I can't sight-read music, but it seems to me to be just another of those melodramatic numbers about shipwrecks -- 'Asleep in the Deep', 'Launch the Lifeboat' -- but it clearly had something that clicked, for it was to become a concert classic for more than a century, sung in theatres, music-halls, concerts -- it even made the Boosey Ballad Concerts more than once (Ann Banks/Henrik Nordblom) -- at penny readings, charity concerts, usually sung by sop/tenor, but sometime by two tenors. One one occasion the 'female tenor' Florence Wreghitt took the top line at the Foresters' Music Hall. The Eistedfodd at Llanwit Vardre used it as its test piece for duet singers. And eventually it was got hold of by performers such as the Sisters Claribell, who came on in dinky sailorboy cossies ...
There were nautical plays produced, using the phrase as title or subtitle -- The Press Gang, or the minute gun at sea -- or the drama by C Zachary Barnett ...

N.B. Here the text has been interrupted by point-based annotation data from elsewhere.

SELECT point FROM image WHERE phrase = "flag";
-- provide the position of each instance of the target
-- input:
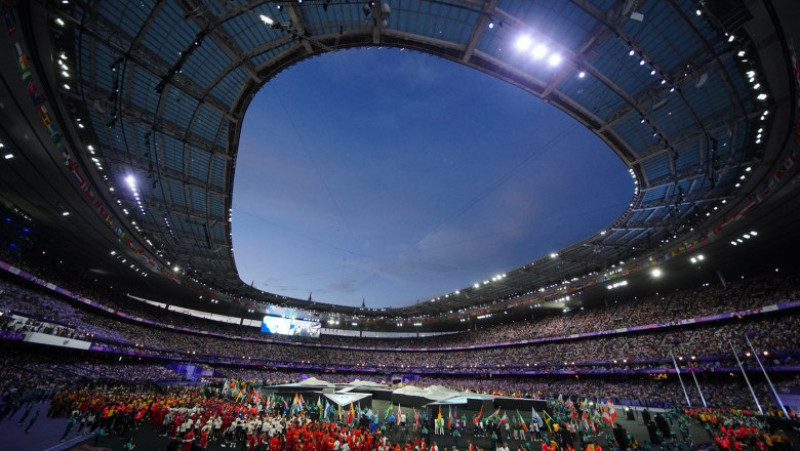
(522, 422)
(535, 417)
(585, 422)
(478, 418)
(449, 418)
(610, 414)
(548, 421)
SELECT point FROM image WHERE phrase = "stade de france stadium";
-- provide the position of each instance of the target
(118, 281)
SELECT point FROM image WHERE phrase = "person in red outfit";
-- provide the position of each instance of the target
(187, 440)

The actual piece had a good run, too. It was played at the Lyceum for three consecutive seasons, with Dowton, Philipps and Mrs Mountain in their original roles ... which I have neglected to list: Admiral Blunt (William Dowton), Harry Blunt (Mr Doyle, from Bath/W Miller/James Smith), Heartwell (T Marshall), Young Heartwell (Tom Philipps), Meddle (Charles E Horn), Peter (George Smith), Juliana (Mrs Mountain), Flora (Mrs Bishop), Madge (Mrs Orger), solo smugglers (C Fisher, W Miller/James Smith/Mr Lee, William S Chatterley) with Messrs Caulfield, Cooke, Danby, Wilson, Meade, Jones, Dibble, Whinshurst, Mathews, Saunders, Tarrier, Heath, Gusset, Second &c.  No ladies chorus? It ran, in its original season, from 26 June till 22 July when another opera The Russian Impostor or the Siege of Smolensko was produced with fair success. 

Up all Night was revived in 1819 ... by which time, it seems, a number of extraneous songs had been ladled into the proceedings



However, it was the song that lasted for a century and more, while the comic opera which had birthed it gave way to a multitude of others ...


I mustn't get in too deep here, and there is no reason to dilate on folk like the celebrated Dowton and Rosemond Mountain, or on Charles E Horn who wrote his own story. Nor Tom Philipps (b 1777), who died on a railway track 27 October 1841 .,.

I see that poor William Chatterl[e]y died aged 33. Mr Doyle, I imagine, is Mr Doyle the Bath oratorio, concert and glee-singer, and the Mr Doyle playing at Liverpool in Lock and Key in 1822; George Smith was apparently a bass church singer and Thomas Marshall seems to have ended up in America ..
Mrs Bishop, the wife of Sir Henry (Sarah Elizabeth Lyon b London 4 July 1787; d London 10 June 1831) left the theatre in about 1820, and suffered ill health before a premature death. 

Enough. One can dig deeper and forever. I found what I wanted to find. And now I know what a 'minute gun' is. Not a pistolette.